You can now grab the endpoint uuid as described above and invoke functions that use the environment contained in the container.

Kubernetes on Azure

If you want to install it on an Azure Kubernetes cluster, you need to first create resource group and a container registry and an azure account.   To deploy the cluster, it is best to do this from the command line interface.   You can get the instructions for that here.  

To manage the azure container registry, go to here.  Suppose the container registry called “myContainers” and the resource group is called “parl_test”.    To create the cluster named “funcx-cluster”  in the Azure region “northcentralus” do the following.

>az aks create -g parl_test -n funcx-cluster --location northcentralus --attach-acr funcx --generate-ssh-keys --node-count 5 -node-vm-size Standard_D2s_v3

You can monitor the creation status on the portal.    Next the following steps get you endpoint setup for the cluster

 >az aks get-credentials --resource-group parl_test --name funcx-cluster
 >cd .\.funcx\credentials\
>kubectl create secret generic funcx-sdk-tokens --from-file=funcx_sdk_tokens.json
>helm repo add funcx http://funcx.org/funcx-helm-charts/
 >cd ..
 >cd ..
 >helm install -f Myvalues.yaml myep4 funcx-dev/helm/funcx_endpoint
 >kubectl get pods

Look for the name of the endpoint pod called myep4-endpoint- followed by long key.

Grab it and do

 >kubectl logs myep4-endpoint-6f54d9549-6hkmj

At this point you may have two clusters: one for the docker k8 cluster and one for Azure. 

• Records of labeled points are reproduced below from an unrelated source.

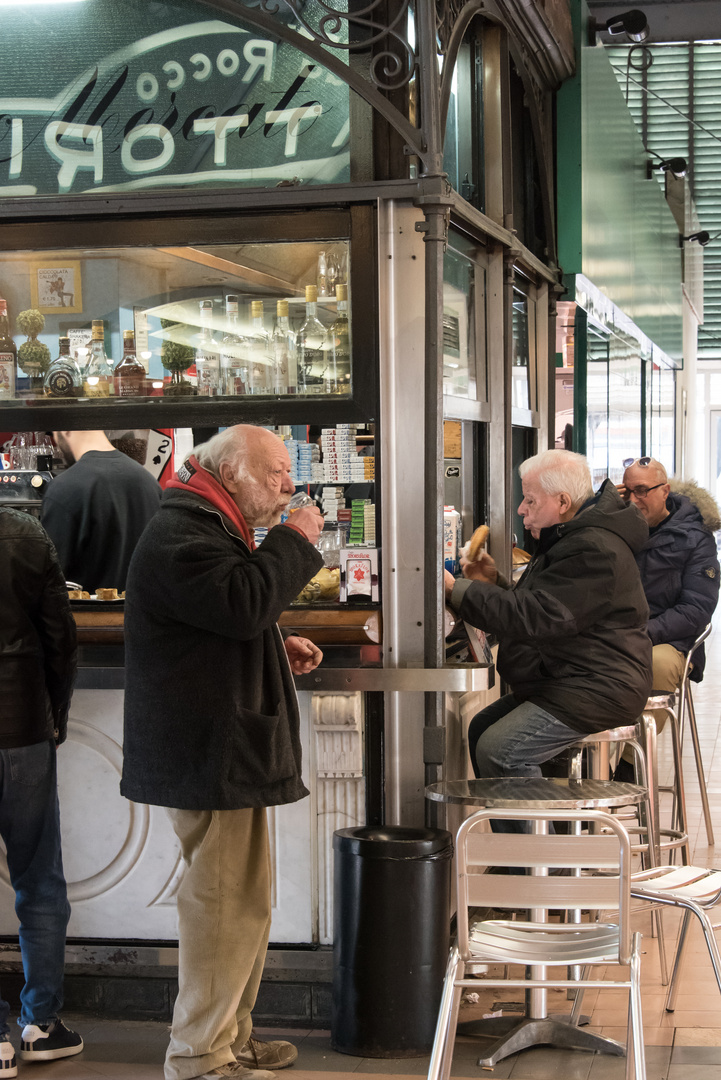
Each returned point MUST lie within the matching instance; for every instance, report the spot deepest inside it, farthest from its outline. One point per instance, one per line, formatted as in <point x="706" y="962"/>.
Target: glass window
<point x="597" y="405"/>
<point x="464" y="319"/>
<point x="199" y="322"/>
<point x="464" y="129"/>
<point x="613" y="394"/>
<point x="662" y="414"/>
<point x="524" y="347"/>
<point x="167" y="95"/>
<point x="625" y="424"/>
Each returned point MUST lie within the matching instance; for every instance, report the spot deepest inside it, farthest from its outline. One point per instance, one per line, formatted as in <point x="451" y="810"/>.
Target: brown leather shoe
<point x="261" y="1054"/>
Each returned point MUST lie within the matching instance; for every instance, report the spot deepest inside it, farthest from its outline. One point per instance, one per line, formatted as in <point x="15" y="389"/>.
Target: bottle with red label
<point x="8" y="354"/>
<point x="130" y="374"/>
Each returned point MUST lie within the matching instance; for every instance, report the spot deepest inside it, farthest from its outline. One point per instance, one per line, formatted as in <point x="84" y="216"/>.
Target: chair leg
<point x="443" y="1042"/>
<point x="656" y="919"/>
<point x="678" y="960"/>
<point x="449" y="1044"/>
<point x="699" y="765"/>
<point x="635" y="1052"/>
<point x="577" y="1000"/>
<point x="680" y="819"/>
<point x="651" y="766"/>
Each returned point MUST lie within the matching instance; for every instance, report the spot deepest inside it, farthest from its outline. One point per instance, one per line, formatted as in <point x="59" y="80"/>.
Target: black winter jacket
<point x="680" y="576"/>
<point x="572" y="632"/>
<point x="38" y="652"/>
<point x="211" y="709"/>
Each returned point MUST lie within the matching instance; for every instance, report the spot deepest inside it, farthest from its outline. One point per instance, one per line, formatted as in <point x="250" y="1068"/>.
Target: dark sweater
<point x="95" y="512"/>
<point x="212" y="714"/>
<point x="680" y="576"/>
<point x="37" y="635"/>
<point x="572" y="633"/>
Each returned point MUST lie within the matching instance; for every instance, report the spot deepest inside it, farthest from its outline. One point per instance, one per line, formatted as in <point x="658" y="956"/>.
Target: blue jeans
<point x="513" y="739"/>
<point x="30" y="828"/>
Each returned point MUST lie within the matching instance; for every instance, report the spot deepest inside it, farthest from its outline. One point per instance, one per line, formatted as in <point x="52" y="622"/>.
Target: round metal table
<point x="531" y="793"/>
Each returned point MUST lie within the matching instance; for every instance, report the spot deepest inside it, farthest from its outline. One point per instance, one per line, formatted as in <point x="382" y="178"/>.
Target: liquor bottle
<point x="233" y="353"/>
<point x="337" y="378"/>
<point x="207" y="361"/>
<point x="63" y="378"/>
<point x="323" y="274"/>
<point x="8" y="354"/>
<point x="97" y="377"/>
<point x="260" y="362"/>
<point x="285" y="361"/>
<point x="311" y="352"/>
<point x="130" y="373"/>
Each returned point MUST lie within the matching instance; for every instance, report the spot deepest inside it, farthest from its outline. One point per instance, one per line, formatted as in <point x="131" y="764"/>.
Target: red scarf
<point x="191" y="476"/>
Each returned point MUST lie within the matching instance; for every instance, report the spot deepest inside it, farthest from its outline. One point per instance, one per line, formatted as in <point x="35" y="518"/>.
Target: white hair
<point x="558" y="471"/>
<point x="229" y="446"/>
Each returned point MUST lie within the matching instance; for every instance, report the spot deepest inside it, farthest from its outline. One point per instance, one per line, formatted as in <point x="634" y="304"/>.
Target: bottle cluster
<point x="279" y="361"/>
<point x="231" y="360"/>
<point x="91" y="374"/>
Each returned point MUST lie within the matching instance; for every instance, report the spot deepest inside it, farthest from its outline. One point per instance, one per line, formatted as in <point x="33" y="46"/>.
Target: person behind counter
<point x="37" y="673"/>
<point x="212" y="724"/>
<point x="572" y="632"/>
<point x="96" y="510"/>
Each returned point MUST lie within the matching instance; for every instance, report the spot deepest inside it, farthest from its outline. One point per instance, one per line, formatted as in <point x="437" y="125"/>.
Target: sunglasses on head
<point x="637" y="461"/>
<point x="639" y="491"/>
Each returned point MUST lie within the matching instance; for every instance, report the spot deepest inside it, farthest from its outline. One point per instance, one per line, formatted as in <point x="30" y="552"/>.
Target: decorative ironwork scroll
<point x="365" y="28"/>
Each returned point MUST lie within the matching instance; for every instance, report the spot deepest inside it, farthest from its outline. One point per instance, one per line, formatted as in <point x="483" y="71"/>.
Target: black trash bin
<point x="391" y="939"/>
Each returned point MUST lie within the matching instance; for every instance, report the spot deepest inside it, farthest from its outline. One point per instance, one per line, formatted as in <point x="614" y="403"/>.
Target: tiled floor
<point x="681" y="1045"/>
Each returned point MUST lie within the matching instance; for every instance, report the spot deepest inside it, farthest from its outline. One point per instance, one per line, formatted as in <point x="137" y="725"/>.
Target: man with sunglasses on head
<point x="679" y="570"/>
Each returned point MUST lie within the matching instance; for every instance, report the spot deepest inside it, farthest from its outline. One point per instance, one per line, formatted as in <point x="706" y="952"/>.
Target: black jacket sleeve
<point x="56" y="630"/>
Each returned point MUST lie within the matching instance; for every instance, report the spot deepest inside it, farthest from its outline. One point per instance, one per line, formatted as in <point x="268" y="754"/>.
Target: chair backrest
<point x="607" y="853"/>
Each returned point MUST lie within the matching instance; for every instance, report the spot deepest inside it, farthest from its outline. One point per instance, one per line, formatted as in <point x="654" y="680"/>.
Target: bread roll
<point x="476" y="542"/>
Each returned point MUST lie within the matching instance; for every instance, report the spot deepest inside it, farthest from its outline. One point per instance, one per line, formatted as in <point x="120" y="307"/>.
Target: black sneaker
<point x="45" y="1042"/>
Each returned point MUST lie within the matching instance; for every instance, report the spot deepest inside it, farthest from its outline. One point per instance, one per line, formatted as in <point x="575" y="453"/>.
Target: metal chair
<point x="538" y="944"/>
<point x="692" y="888"/>
<point x="641" y="738"/>
<point x="688" y="714"/>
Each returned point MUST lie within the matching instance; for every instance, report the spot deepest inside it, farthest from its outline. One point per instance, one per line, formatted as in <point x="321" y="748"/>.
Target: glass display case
<point x="186" y="334"/>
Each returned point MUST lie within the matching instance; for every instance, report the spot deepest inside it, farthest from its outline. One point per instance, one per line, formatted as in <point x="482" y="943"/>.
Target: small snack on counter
<point x="473" y="550"/>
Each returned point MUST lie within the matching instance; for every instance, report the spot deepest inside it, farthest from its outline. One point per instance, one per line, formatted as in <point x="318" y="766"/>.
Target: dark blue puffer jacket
<point x="680" y="574"/>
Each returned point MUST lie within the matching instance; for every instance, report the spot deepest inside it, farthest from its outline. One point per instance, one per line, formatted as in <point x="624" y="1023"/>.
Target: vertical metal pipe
<point x="435" y="235"/>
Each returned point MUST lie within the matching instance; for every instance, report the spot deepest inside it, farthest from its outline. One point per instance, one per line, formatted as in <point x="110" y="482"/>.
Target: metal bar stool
<point x="676" y="837"/>
<point x="688" y="714"/>
<point x="641" y="740"/>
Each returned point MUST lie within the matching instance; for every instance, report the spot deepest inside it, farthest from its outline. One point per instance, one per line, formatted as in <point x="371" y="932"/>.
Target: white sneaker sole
<point x="49" y="1055"/>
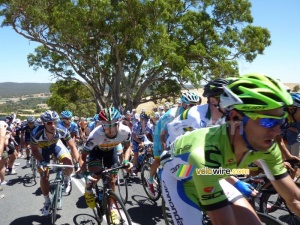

>kubectl config get-clusters
NAME
funcx-cluster
docker-desktop

Use “kubectl config current-context” to see which is currently responding to kubectl commands and use “kubectl config set-context” to change it.  When you are done you should delete the deployment for your endpoint.   It will persist as long as your cluster does and also automatically restart after crashes.